Burgos likewise thinks a 2019 law is part of what set the city’s rent-stabilized housing on course for disaster. Before the Housing Stability and Tenant Defense Act, proprietors had a fairly seamless way to increase rents and transform managed apartments into market-rate ones. Because this was in theory an excellent way to make money, especially in freshly gentrifying communities, interest in stabilized homes ballooned and property managers took on debt to acquire and keep them, believing their value would continue to increase.

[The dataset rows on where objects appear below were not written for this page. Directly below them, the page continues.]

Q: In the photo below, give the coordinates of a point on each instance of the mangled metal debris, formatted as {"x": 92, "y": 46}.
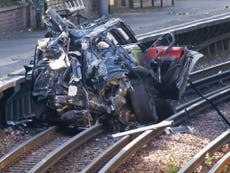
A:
{"x": 85, "y": 74}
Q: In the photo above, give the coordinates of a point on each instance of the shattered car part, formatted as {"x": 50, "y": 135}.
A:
{"x": 85, "y": 74}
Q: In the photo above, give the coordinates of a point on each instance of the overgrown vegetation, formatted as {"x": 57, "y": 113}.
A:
{"x": 208, "y": 160}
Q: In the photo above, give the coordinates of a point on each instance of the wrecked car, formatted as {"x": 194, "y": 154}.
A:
{"x": 85, "y": 75}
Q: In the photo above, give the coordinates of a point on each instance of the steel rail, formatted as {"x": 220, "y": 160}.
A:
{"x": 97, "y": 163}
{"x": 219, "y": 166}
{"x": 136, "y": 143}
{"x": 66, "y": 148}
{"x": 216, "y": 144}
{"x": 26, "y": 147}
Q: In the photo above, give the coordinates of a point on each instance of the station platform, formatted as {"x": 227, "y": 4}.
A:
{"x": 17, "y": 49}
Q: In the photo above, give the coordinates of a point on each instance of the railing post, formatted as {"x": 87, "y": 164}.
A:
{"x": 103, "y": 8}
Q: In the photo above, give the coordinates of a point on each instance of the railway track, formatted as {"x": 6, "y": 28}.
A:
{"x": 116, "y": 154}
{"x": 44, "y": 150}
{"x": 211, "y": 148}
{"x": 143, "y": 138}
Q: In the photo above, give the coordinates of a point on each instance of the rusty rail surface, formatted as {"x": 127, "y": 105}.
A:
{"x": 220, "y": 165}
{"x": 135, "y": 144}
{"x": 26, "y": 147}
{"x": 210, "y": 148}
{"x": 51, "y": 156}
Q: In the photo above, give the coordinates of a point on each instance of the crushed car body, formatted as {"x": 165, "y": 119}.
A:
{"x": 85, "y": 74}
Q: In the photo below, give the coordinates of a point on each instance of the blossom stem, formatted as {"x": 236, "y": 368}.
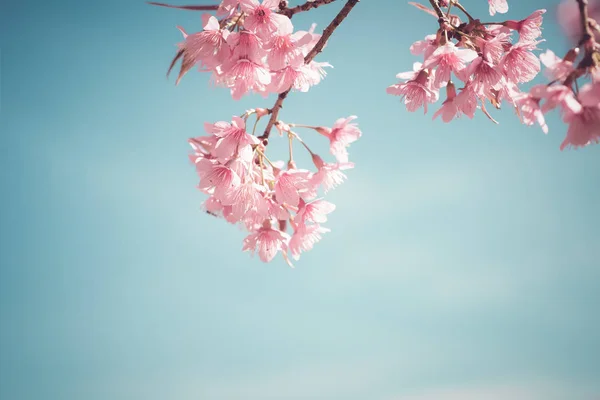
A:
{"x": 309, "y": 57}
{"x": 255, "y": 124}
{"x": 289, "y": 12}
{"x": 437, "y": 9}
{"x": 461, "y": 8}
{"x": 190, "y": 8}
{"x": 302, "y": 142}
{"x": 290, "y": 138}
{"x": 585, "y": 28}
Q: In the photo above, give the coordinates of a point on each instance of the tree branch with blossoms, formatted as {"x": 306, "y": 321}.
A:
{"x": 289, "y": 12}
{"x": 251, "y": 46}
{"x": 491, "y": 67}
{"x": 248, "y": 47}
{"x": 274, "y": 111}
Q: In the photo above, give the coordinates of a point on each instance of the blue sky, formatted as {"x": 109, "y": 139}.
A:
{"x": 462, "y": 262}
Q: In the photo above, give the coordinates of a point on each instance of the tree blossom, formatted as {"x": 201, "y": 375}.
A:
{"x": 268, "y": 240}
{"x": 500, "y": 6}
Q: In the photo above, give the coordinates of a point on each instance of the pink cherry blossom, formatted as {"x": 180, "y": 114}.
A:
{"x": 556, "y": 67}
{"x": 246, "y": 45}
{"x": 290, "y": 185}
{"x": 231, "y": 138}
{"x": 425, "y": 47}
{"x": 530, "y": 28}
{"x": 221, "y": 179}
{"x": 208, "y": 47}
{"x": 519, "y": 63}
{"x": 304, "y": 238}
{"x": 285, "y": 49}
{"x": 315, "y": 211}
{"x": 416, "y": 93}
{"x": 530, "y": 111}
{"x": 268, "y": 240}
{"x": 485, "y": 75}
{"x": 340, "y": 136}
{"x": 243, "y": 75}
{"x": 557, "y": 95}
{"x": 454, "y": 106}
{"x": 448, "y": 59}
{"x": 500, "y": 6}
{"x": 584, "y": 128}
{"x": 328, "y": 175}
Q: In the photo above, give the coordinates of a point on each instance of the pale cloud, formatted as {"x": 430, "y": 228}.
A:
{"x": 320, "y": 381}
{"x": 535, "y": 391}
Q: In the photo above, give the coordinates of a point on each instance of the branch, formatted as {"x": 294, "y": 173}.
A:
{"x": 289, "y": 12}
{"x": 586, "y": 32}
{"x": 193, "y": 8}
{"x": 309, "y": 57}
{"x": 437, "y": 9}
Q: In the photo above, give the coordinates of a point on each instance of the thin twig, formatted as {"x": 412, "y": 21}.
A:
{"x": 586, "y": 32}
{"x": 289, "y": 12}
{"x": 436, "y": 8}
{"x": 192, "y": 8}
{"x": 309, "y": 57}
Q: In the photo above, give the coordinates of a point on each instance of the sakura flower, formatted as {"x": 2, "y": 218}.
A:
{"x": 530, "y": 28}
{"x": 246, "y": 45}
{"x": 454, "y": 106}
{"x": 232, "y": 137}
{"x": 500, "y": 6}
{"x": 328, "y": 175}
{"x": 268, "y": 240}
{"x": 340, "y": 136}
{"x": 245, "y": 198}
{"x": 289, "y": 186}
{"x": 315, "y": 211}
{"x": 448, "y": 58}
{"x": 208, "y": 47}
{"x": 298, "y": 76}
{"x": 519, "y": 64}
{"x": 415, "y": 93}
{"x": 589, "y": 95}
{"x": 425, "y": 47}
{"x": 557, "y": 95}
{"x": 261, "y": 19}
{"x": 304, "y": 238}
{"x": 485, "y": 75}
{"x": 584, "y": 128}
{"x": 493, "y": 48}
{"x": 243, "y": 75}
{"x": 285, "y": 49}
{"x": 531, "y": 111}
{"x": 221, "y": 179}
{"x": 556, "y": 67}
{"x": 227, "y": 8}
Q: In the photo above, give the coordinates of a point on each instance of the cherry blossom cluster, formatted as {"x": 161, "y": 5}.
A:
{"x": 250, "y": 47}
{"x": 574, "y": 89}
{"x": 245, "y": 187}
{"x": 478, "y": 62}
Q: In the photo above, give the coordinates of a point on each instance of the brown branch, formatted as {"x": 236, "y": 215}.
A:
{"x": 192, "y": 8}
{"x": 309, "y": 57}
{"x": 289, "y": 12}
{"x": 586, "y": 32}
{"x": 436, "y": 8}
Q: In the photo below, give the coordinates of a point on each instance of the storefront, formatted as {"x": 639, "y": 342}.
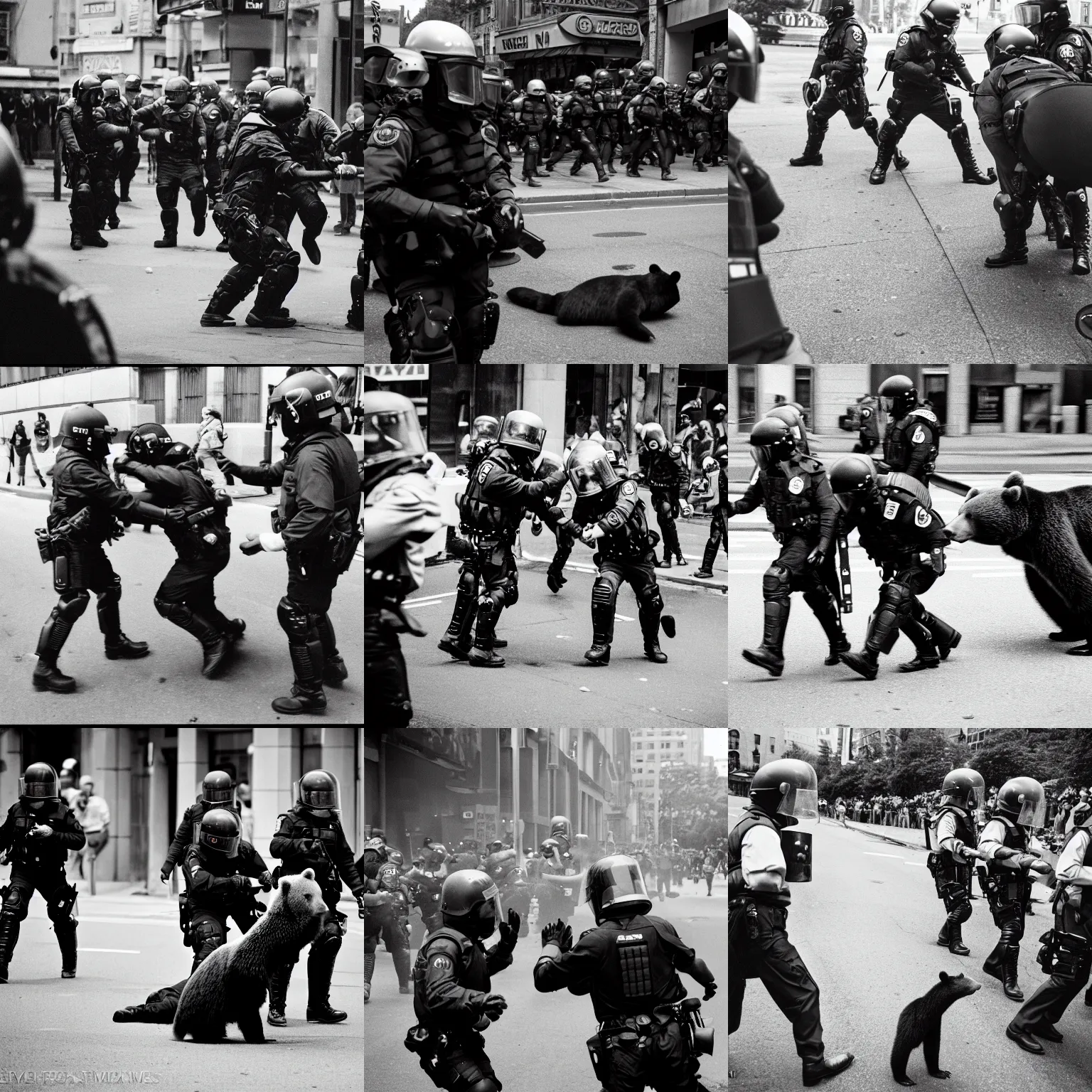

When the law passed, however, owners were limited in their ability to raise leas and flip systems and lost 2 of the most significant earnings drivers at their disposal: an automated 20 percent boost in rent in between renter vacancies (which encouraged harassment and evictions) and the capability to hand down large portions of the expenses for house and building enhancements to tenants as rent (which incentivized scams). Margins slimmed considerably. “It was night and day,” Burgos states, arguing that the modifications worsened maintenance deferment, leading to horrid living conditions for occupants like an absence of heat, bug infestations, and leaks. He also sees it as part of the factor 10s of thousands of systems are empty. “Individuals try to frame me as if I wish to raise lease on grandmothers, as if my own grandmother-in-law does not reside in a supported apartment,” Burgos states. But “this is a mathematics issue, not a psychological one.” To his mind, a lease freeze will only make things even worse. “None of that is good for occupants. None of that is good for the City of New York City.”

Burgos landed his present gig in the summertime of 2024 as 2 property manager lobbying groups were combining and required someone in charge. The timing was ideal, Burgos states: He and his partner will have their very first kid, and those Albany commutes were rough. (Burgos owns 2 homes, one in Throggs Neck, where he lives with his household, and another in Soundview that he leases, in case you’re questioning.) Just like his frenemy, Burgos takes his political messaging to the public through Instagram and TikTok, attempting to unspool wonky and complex real estate policy in 60-second clips. It’s a testament to Burgos’s individual appeal– and the overwhelming appeal of the mayor’s project message– that this head of a lobbying group, which invested $2.5 million trying to beat Mamdani, can often discover as an underdog in the battle. “Right around when Zohran will win the basic and a couple of my videos had gone more viral on X, people were like, ‘Temu Zohran!'” Burgos tells me. He’s utilized to being called a knockoff or worse. “If it brings the eyeballs and the ears, they can call me his Wario– I do not care.”

In the afternoon, I walk him back to the health-food shop where we got açai bowls so he can grab a set of C4 energy drinks. “My body’s a temple,” he states, laughing, “then I consume this shit.” A gym rat who dabbles in competitive bodybuilding, Burgos tells me he puts nearly everything he consumes at home on a food scale and can now ballpark a meal’s caloric material on sight. Our melting shake bowls? “The entire thing, think it or not, is easily 1,200 calories,” he states. However, real to form as a facts-not-feelings guy, Burgos argues that what’s good for you isn’t always so cut-and-dried. “Do not confuse healthy with low calorie,” he states. “That is among the most significant mistaken beliefs individuals have.”